[antlr-interest] Re: Positioning input stream (was EOL sequen ce)

Fri Dec 19 08:06:44 PST 2003

Also, I would inspect the generated code around any of your read()s to
convince yourself that it will behave.  Reading the generated code is a
great way to learn what antlr is doing, and that code is designed to be read
by humans (except the tree building parts :))

Monty

-----Original Message-----
From: skappskapp [mailto:skapp at rochester.rr.com] 
Sent: Friday, December 19, 2003 3:04 AM
To: antlr-interest at yahoogroups.com
Subject: [antlr-interest] Re: Positioning input stream (was EOL sequen ce)

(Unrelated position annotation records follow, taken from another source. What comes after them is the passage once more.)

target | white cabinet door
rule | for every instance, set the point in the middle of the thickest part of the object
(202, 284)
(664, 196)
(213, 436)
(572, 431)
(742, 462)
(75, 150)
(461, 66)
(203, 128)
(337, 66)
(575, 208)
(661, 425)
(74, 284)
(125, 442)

Thanks for the advice from all. Unfortunately, the records are not 
fixed length - in general they can be any length. The image 
operators usually read a fixed amount of data. I've run into other 
PostScript code that uses the read operators to discard lines of 
input that should not be interpreted. So I cannot make any 
assumptions about the amount of data to be read.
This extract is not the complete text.